PINX1 has been reported to be associated with systemic sclerosis (SSc (scleroderma)) in both African-American and White populations [20]. SSc is an autoimmune disease featured by fibrosis, vasculopathy, and autoantibody production. Ectopic overexpression of PINX1 in CRC cells has been reported to inhibit cell proliferation, promote apoptosis, repress telomerase activity, and induce telomere shortening [21]. Additionally, PINX1 overexpression significantly inhibits telomerase activity, inhibits cell growth, arrests cells at the G0/G1 stage, and induces cell apoptosis in Eca109 cells [22]. Given that telomeric erosion induces cell apoptosis and that the clearance impairment of apoptotic cells is the hallmark of SLE pathogenesis [3], the increased expression of PINX1 might contribute to telomere shortening and cell apoptosis in patients with SLE.

Our present study also confirmed previously reported locus TERT rs7726159 in the replication cohort. According to the GWAS data, the significance of TERT rs7726159 and SLE susceptibility increased with an enlarged sample size [11]. With a sample size of approximately 1000 individuals, the P value ranged from marginal significance 0.161 (Beijing Han Chinese cohort in the discovery stage with 500 SLE patients and 500 healthy donors) to 0.012 (Shanghai Han Chinese cohort in the replication stage with 501 SLE patients and 622 healthy donors). The significance of the genetic associations in the Japanese GWAS dataset (891 cases and 3384 controls in the replication stage) and South Korean dataset (1843 SLE patients and 3262 controls in the discovery stage) was enhanced with P values of 7.60∗10−3 and 2.10∗10−4, respectively. In our present study, the sample size was approximately 1000 (314 SLE patients and 815 healthy donors), and the level of genetic association (P value 0.02) was comparable with previous GWASs, which improved the reliability of our genetic association result. TERT rs7726159 is also a functional variant with enhanced binding affinity with risk rs7726159 A allele compared with protective C allele according to HaploReg v4.1. However, the underlying mechanisms of risk rs7726159 A allele in promoting the pathogenesis of SLE warrants further investigation.
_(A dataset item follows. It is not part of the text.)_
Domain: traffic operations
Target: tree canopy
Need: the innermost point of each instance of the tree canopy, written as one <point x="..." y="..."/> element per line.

Several limitations exist in our study. First, although we included all the SNPs in telomere-related genes detected by ImmunoChip, 12 genes were covered, and we may miss some key variants. Future studies are necessary to explore the genetic associations within those genes and SLE susceptibility. Second, the discovery cohort and replication cohort were recruited from the North and Middle East of China (the Beijing population and Henan population, respectively), which inevitably might cause selection bias applying to the general population in China. Validations from more centers and larger sample sizes are crucial to get a solid genetic association result. Additionally, in vivo or in vitro studies are warranted to reveal the underlying mechanisms of potentially functional PINX1 rs6984094.

In conclusion, our study provided evidence that telomere-related gene PINX1 rs6984094 polymorphisms may play a role in the pathogenesis of SLE. Further replication studies with larger sample sizes and functional experiments are warranted to confirm our findings.